Bright, as he walked along the high ledge, pointed to old railroad ties that were brought in the early 1990s. The ties were brought by climbers to help keep parts of the paths to the base of the rock wall together – even if they too became victim to the erosion that has wreaked havoc along the wall.
“You see those ties there, climbers set those years ago and are in need of replacement,” Bright said. “It’s kind of a developing hazard (the railroad ties) … but uh the city has since kind of taken over the place because they acquired the property right behind mine, in between my place and the park … they want to have a much stronger hand in determining what goes on here.”
While the hazards and risk are at your own, the sign at the park's entrance declares that the wall in front of Bright as he stood at its base is opposite of a valley split by a river.
Bright, walked by a senior from Grand Ledge High School. His name is Kenny Alexander, 18, and he climbs just like Bright and other people, old and young. Smooth jazz played in the background as Alexander tried to scale his own free-base climb.
“I had to do a book report in an English class in 8th grade and I hated English at the time. So I selected one on … that had to do with cave exploring and my buddy had a similar assignment in 8th grade in Grand Rapids and he did it on a park ranger in Mt. McKinley National Park,” Bright said about how he discovered the sport. “So, he tried to get me into climbing, I tried to get him into caving (but) the climbing won out in large part because it was so much easier to access.”
The Ledges are the only rock wall for climbing located in the lower peninsula. So, it’s been a congregation spot for climbers from not just Michigan but the entire Midwest.
“All of our parks provide a tremendous draw to the city’s economy.
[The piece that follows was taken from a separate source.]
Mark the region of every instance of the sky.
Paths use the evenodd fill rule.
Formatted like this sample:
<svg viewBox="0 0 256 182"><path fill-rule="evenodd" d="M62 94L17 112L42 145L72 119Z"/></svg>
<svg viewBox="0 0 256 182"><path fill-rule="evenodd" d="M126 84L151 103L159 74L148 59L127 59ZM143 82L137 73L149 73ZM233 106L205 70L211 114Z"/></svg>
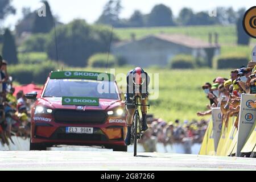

Oak Park brings climbers from all across the Midwest region,” assistant city manager for the City of Grand Ledge, Jodie Willobee said in an email.
It’s tough to maintain a wall that has been in place for thousands of years, as Bright continued his walk around the park and rock wall – the geological concerns were a focus while also he reminisced on the memories he’s made there.
“This mass of rock you’re looking at there came out just over a century ago … and this has come out (fallen) too,” Bright pointed to a collapsed boulder that blocked his path. “Because I have an old photograph that shoots clear out to a climb we call potato chips over there.”
It’s those types of changes that help Bright recall all that has shifted in the rock and in the world. The sport and the park help him connect with old friends and new ones along the face of the wall.